Nous avons continué nos 24 heures du Mans en taxi… dépassant des voitures par la gauche… puis par la droite… puis au milieu… nous glissant dans un étroit espace entre des voitures et des camions.

A nouveau, à notre gauche se trouvait l’une de ces villes spectrales. Cleveland ? San Diego ? En taille, ça aurait pu être l’une ou l’autre. Nous avions quitté le centre de Shanghai une demi-heure auparavant. Mais nous continuions de traverser des villes… des parcs industriels… et des projets immobiliers. On doit trouver une dizaine de villes de la taille de Baltimore entre le centre de Shanghai et l’aéroport.

L’aéroport, bien entendu, est nouveau… comme tout le reste… et colossal.

Peut-il y a voir un doute sur le fait que la Chine est destinée à devenir LA superpuissance économique mondiale ? Elle a la taille… l’énergie… le savoir-faire. Et l’argent.

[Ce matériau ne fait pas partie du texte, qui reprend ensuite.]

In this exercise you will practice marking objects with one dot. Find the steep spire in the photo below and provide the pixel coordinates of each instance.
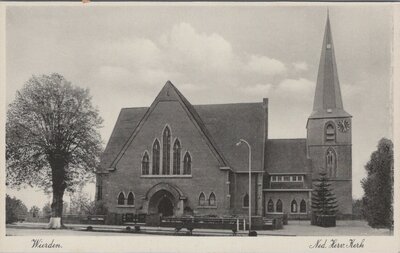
(328, 99)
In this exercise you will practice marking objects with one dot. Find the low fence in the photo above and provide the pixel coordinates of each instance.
(71, 219)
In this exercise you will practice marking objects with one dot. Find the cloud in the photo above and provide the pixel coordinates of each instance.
(300, 66)
(258, 90)
(186, 47)
(265, 66)
(297, 86)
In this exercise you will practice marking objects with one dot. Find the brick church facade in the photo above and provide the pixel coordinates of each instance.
(174, 158)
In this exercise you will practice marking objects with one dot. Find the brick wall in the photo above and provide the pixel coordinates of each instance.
(206, 175)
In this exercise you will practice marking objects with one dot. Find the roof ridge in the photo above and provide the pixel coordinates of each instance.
(190, 110)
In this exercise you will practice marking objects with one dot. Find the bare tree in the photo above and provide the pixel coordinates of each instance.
(52, 138)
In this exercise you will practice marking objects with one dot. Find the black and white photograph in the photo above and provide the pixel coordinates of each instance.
(216, 126)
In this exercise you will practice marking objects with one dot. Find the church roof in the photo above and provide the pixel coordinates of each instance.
(328, 99)
(127, 121)
(227, 123)
(287, 156)
(222, 125)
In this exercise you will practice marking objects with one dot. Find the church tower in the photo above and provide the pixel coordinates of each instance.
(329, 129)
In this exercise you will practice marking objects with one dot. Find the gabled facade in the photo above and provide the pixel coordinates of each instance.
(174, 158)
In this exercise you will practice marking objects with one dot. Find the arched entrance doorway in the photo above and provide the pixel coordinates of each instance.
(163, 203)
(165, 207)
(164, 199)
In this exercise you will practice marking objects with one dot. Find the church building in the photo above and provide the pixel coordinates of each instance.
(174, 158)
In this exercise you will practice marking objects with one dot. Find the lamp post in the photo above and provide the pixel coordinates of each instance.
(248, 145)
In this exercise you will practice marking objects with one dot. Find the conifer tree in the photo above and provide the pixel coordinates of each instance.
(323, 200)
(378, 186)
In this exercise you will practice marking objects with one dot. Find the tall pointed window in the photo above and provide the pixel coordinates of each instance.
(166, 151)
(270, 206)
(246, 200)
(202, 199)
(187, 164)
(145, 164)
(212, 200)
(293, 206)
(303, 206)
(279, 206)
(331, 162)
(131, 199)
(330, 131)
(156, 157)
(121, 199)
(176, 168)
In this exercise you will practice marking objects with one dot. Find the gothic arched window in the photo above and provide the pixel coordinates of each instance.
(212, 200)
(303, 206)
(131, 199)
(331, 162)
(330, 131)
(145, 164)
(187, 164)
(293, 206)
(176, 167)
(156, 157)
(121, 199)
(166, 150)
(270, 206)
(279, 206)
(202, 199)
(246, 200)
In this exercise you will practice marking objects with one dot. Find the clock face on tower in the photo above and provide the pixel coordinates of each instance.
(343, 125)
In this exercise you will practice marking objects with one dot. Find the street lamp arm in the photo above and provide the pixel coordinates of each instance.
(248, 145)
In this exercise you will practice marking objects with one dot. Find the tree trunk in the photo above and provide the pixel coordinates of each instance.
(57, 163)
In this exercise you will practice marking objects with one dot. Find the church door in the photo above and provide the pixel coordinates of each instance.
(165, 207)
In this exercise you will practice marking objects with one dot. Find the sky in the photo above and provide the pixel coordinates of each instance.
(221, 53)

L’un de nos lecteurs vivant à Shanghai nous en dit plus :

« Je suis venu ici il y a 20 ans. A l’époque, les étrangers avaient bien plus de pouvoir et d’argent… sans parler de technologie. On pouvait imposer ce qu’on voulait ».

« Notre entreprise effectue encore près de la moitié de sa fabrication aux Etats-Unis. Ici, les entreprises locales sont plus avantageuses en termes de prix. Et les contrats sont gigantesques, donc nous pouvons gagner beaucoup d’argent… même avec des produits à bas coût, où la marge est relativement basse. Mais les choses de meilleure qualité proviennent des Etats-Unis. Les Chinois n’ont pas encore tout à fait rattrapé le coche — en partie parce que le marché d’ici ne veut pas trop de qualité ».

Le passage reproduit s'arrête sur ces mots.